Another planet hidden inside the Earth, causing the continents to shift
American scientists have found evidence that the remains of another planet inside the Earth have driven plate tectonics .
According to a study just published in Geophysical Research Letters, the planet hiding inside Earth is Theia , with a part that has not yet completely broken up forming "blobs" that geophysical data has identified in the area at the bottom of the mantle, just above the outer core.
Theia is a hypothetical planet the size of Mars that collided with the early Earth about 4.5 billion years ago.
Graphic image with the left half showing the Earth-Theia collision in the past, the right half showing the current Earth with the Theia fragment near the core and the Moon born from the collision - (Graphic image: CALTECH).
The collision caused both young planets to break apart, most of Theia's material mixed with Earth, while a small portion was thrown into orbit, merging with debris from Earth, gradually condensing into the Moon.
The "blobs" from Theia - called LLVPs - are regions where the velocity of seismic waves becomes unusually low as they travel through.
In this new study, a team from the California Institute of Technology (Caltech - USA) used computer models to show what kind of impact LLVP could have had on the Earth's crust over millions of years.
According to a research summary in the scientific journal PHYS , models show that about 200 million years after Theia hit Earth, pressure from the LLVP led to the creation of hot plumes extending from near the core to the surface.
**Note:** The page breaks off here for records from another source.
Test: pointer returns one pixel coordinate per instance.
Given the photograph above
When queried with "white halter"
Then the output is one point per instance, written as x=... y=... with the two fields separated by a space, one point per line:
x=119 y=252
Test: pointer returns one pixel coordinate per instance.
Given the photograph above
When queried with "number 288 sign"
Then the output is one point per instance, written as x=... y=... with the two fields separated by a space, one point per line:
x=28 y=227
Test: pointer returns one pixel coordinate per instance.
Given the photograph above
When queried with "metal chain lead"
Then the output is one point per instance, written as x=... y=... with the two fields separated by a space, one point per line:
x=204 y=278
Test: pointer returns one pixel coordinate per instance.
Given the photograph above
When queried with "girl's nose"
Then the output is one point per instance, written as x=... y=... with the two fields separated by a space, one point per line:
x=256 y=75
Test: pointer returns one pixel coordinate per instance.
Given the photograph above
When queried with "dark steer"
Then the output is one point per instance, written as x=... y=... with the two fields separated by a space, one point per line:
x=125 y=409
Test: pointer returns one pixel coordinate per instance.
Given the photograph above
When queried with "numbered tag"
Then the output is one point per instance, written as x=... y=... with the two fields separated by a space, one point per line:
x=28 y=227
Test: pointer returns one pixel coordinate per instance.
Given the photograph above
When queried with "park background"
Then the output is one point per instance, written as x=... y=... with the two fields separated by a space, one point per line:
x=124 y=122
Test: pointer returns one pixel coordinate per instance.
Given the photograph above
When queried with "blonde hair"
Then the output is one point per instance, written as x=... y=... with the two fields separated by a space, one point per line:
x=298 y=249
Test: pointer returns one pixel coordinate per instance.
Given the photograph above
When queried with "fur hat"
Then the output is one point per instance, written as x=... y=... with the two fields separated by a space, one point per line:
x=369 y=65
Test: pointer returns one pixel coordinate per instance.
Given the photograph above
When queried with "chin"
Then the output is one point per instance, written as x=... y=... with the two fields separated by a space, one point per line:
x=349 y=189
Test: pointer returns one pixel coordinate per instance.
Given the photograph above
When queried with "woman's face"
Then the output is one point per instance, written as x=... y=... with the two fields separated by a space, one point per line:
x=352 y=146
This caused some of the surface to sink, resulting in subduction. Subduction eventually led to faults on the surface that today serve as boundaries for tectonic plates.
Tectonic plates can be roughly understood as the crust of the Earth. It is estimated that there are about 20 large and small plates like this that are constantly moving. Some plates continue to move below due to subduction, while others slide and press on top.
Tectonic plates "carry" continents and oceans on their backs, so the process of plate tectonics causes the Earth's land to repeatedly merge into a supercontinent in the middle of a vast superocean, then separate as it is today.
Plate tectonics is also the main cause of many geological phenomena such as earthquakes, volcanoes, mountain building, formation of new ocean floors.
The researchers say their model could explain why some of the oldest minerals on Earth show evidence of subduction.